RDataFrame, pass the result of Filter() as the argument of a function

andrea.celentano · January 23, 2023, 9:49am

Dear colleagues,
I am trying to write the code for an analysis using RDataFrames. The input of my analysis is a ROOT File with a ROOT Tree containing multiple branches.

My goal is the following. I’d like to apply a series of Filters on the RDataFrame, and after each filter create a set of histograms. The histograms are always the same. Therefore, I thought I could use a function to create them, passing as argument the result of the Filter operation.
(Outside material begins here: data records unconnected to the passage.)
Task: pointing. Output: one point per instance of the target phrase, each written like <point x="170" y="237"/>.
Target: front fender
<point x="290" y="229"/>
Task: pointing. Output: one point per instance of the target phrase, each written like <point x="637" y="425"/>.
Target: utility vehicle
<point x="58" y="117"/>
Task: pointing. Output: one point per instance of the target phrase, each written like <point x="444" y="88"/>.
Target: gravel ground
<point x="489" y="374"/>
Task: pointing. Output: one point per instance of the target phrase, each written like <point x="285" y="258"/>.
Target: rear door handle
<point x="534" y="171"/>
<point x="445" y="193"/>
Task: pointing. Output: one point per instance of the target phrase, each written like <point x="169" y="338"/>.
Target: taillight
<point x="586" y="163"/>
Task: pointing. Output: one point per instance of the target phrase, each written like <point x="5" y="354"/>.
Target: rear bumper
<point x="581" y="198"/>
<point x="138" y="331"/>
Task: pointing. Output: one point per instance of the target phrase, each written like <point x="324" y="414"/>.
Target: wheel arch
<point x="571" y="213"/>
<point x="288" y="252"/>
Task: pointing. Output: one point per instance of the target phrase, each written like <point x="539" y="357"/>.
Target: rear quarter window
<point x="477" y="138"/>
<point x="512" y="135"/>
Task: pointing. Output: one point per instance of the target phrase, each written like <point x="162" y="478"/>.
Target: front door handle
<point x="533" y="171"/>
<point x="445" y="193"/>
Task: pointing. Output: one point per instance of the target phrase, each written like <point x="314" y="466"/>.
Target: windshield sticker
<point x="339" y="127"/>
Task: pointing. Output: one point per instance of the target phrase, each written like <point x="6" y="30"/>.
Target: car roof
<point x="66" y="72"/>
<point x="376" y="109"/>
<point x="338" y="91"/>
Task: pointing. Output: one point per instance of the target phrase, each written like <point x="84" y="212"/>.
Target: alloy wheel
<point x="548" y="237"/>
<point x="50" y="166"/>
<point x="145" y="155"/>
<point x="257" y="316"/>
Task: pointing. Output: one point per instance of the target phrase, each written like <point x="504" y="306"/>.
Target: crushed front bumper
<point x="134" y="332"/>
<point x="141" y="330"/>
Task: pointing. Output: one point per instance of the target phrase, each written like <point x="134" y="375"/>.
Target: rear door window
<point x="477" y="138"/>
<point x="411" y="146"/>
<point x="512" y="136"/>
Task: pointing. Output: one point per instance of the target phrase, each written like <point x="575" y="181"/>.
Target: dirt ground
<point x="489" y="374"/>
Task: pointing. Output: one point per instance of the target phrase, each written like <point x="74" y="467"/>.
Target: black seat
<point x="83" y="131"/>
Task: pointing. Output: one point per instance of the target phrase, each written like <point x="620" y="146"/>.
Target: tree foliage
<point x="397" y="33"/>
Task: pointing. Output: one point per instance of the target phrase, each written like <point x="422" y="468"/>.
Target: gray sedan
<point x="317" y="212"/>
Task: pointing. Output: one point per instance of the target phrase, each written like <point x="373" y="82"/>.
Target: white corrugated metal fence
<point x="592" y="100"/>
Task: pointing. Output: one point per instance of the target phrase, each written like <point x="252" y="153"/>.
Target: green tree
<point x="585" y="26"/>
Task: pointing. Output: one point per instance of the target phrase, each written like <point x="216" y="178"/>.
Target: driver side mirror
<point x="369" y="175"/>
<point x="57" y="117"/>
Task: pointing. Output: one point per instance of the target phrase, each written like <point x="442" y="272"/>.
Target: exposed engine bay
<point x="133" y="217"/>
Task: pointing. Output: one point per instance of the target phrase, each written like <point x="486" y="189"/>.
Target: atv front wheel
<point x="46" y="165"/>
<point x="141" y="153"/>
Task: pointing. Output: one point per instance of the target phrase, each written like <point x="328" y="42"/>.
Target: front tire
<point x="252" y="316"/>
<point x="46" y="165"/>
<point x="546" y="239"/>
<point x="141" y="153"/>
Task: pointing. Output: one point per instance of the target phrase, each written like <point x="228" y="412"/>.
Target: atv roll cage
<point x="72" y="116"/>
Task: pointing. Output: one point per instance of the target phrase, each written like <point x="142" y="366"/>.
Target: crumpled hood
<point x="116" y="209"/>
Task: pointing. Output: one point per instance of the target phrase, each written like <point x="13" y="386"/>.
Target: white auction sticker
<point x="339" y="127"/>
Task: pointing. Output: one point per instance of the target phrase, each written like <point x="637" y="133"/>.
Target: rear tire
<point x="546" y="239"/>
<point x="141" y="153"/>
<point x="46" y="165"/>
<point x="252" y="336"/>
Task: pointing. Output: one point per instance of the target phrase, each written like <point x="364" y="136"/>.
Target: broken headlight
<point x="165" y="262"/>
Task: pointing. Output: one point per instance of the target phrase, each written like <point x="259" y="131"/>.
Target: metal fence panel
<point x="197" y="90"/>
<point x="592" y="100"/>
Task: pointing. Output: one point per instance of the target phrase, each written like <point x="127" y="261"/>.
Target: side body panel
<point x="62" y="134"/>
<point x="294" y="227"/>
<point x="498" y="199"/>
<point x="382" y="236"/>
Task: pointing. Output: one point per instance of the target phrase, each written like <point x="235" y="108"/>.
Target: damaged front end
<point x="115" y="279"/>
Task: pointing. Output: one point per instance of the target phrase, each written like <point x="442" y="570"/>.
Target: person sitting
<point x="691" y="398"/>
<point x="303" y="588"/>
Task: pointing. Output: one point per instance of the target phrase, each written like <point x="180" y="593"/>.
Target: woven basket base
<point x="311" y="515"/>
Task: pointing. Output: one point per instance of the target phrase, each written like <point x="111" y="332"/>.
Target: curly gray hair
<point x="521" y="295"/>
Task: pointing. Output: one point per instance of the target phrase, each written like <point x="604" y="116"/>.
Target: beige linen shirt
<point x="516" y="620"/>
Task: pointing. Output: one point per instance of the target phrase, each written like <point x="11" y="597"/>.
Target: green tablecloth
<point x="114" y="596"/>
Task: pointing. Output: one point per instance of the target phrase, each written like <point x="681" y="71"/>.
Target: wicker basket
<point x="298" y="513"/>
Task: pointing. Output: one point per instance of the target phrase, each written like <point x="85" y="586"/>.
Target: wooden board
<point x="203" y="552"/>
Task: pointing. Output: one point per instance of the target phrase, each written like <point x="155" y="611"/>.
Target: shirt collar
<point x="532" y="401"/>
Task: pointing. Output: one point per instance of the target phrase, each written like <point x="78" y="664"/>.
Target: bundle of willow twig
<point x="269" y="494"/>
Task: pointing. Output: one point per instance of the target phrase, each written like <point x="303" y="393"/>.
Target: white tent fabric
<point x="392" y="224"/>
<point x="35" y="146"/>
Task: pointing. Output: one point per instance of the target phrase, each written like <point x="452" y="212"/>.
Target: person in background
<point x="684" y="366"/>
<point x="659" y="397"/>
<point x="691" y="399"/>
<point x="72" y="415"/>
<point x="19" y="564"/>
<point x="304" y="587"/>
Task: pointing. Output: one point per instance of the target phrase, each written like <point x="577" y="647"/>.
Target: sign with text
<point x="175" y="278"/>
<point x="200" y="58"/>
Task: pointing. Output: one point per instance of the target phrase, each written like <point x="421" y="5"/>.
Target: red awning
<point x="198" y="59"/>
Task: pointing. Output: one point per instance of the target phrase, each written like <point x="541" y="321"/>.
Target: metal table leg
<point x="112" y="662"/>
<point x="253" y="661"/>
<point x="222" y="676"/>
The function would look like:

std::vector::<ROOT::RDF::RResultPtr<TH1>> createHisto(int idx, some_type_that_I_do_not_know df){
    std::vector::<ROOT::RDF::RResultPtr<TH1>> ret;
    ret.push_back(df.Histo1D("name_of_a_column"));
    ret.push_back(df.Histo2D("name_of_a_column","name_of_another_column"));
    [...]
    return ret;
}

The problem that I am stuck on is the following. To filter the RDataFrame, I use different functions, with different arguments, depending on which columns they operate on. For example:

bool filterFun1(double a,double b);
bool filterFun2(int i);

In the code, I’d like to do something like:

ROOT::RDataFrame df("tout","inputFile.root");

auto f1=df.Filter(FilterFun1,{"column_a","column_b"});
auto h1=createHisto(1,f1);

auto f2=f1.Filter(FilterFun2,{"column_i"});
auto h2=createHisto(2,f2);

However, this does not work because f1 and f2 are two different types (pardon me if the word is not correct) - i.e. two different “flavours” of the template RInterface. In other words, the problem I see is associated with the second argument of the createHisto function.

Is there any way to solve this problem? A solution would be to have the argument list of my filter functions to be always the same, taking all columns of the TTree, but maybe this is not the best choice…

Thanks,
Bests,
Andrea

ROOT Version: 6.24.06
Platform: CentOs7
Compiler: gcc 11.2.0

couet · January 23, 2023, 9:52am

May be @vpadulan can help with this.

vpadulan · January 23, 2023, 10:47am

Hi @andrea.celentano ,

Thanks for reaching out. What you are looking for is explained in the docs.

Something like

auto createHisto(ROOT::RDF::RNode df){
    std::vector::<ROOT::RDF::RResultPtr<TH1D>> ret;
    ret.reserve(NHISTOS);
    ret.emplace_back(df.Histo1D("name_of_a_column"));
    [...]
    return ret;
}

Cheers,
Vincenzo

andrea.celentano · January 23, 2023, 11:29am

Dear @vpadulan ,
thanks for your quick and clear reply.

This works exactly as expected!

Cheers,
Andrea

system · February 6, 2023, 11:30am

This topic was automatically closed 14 days after the last reply. New replies are no longer allowed.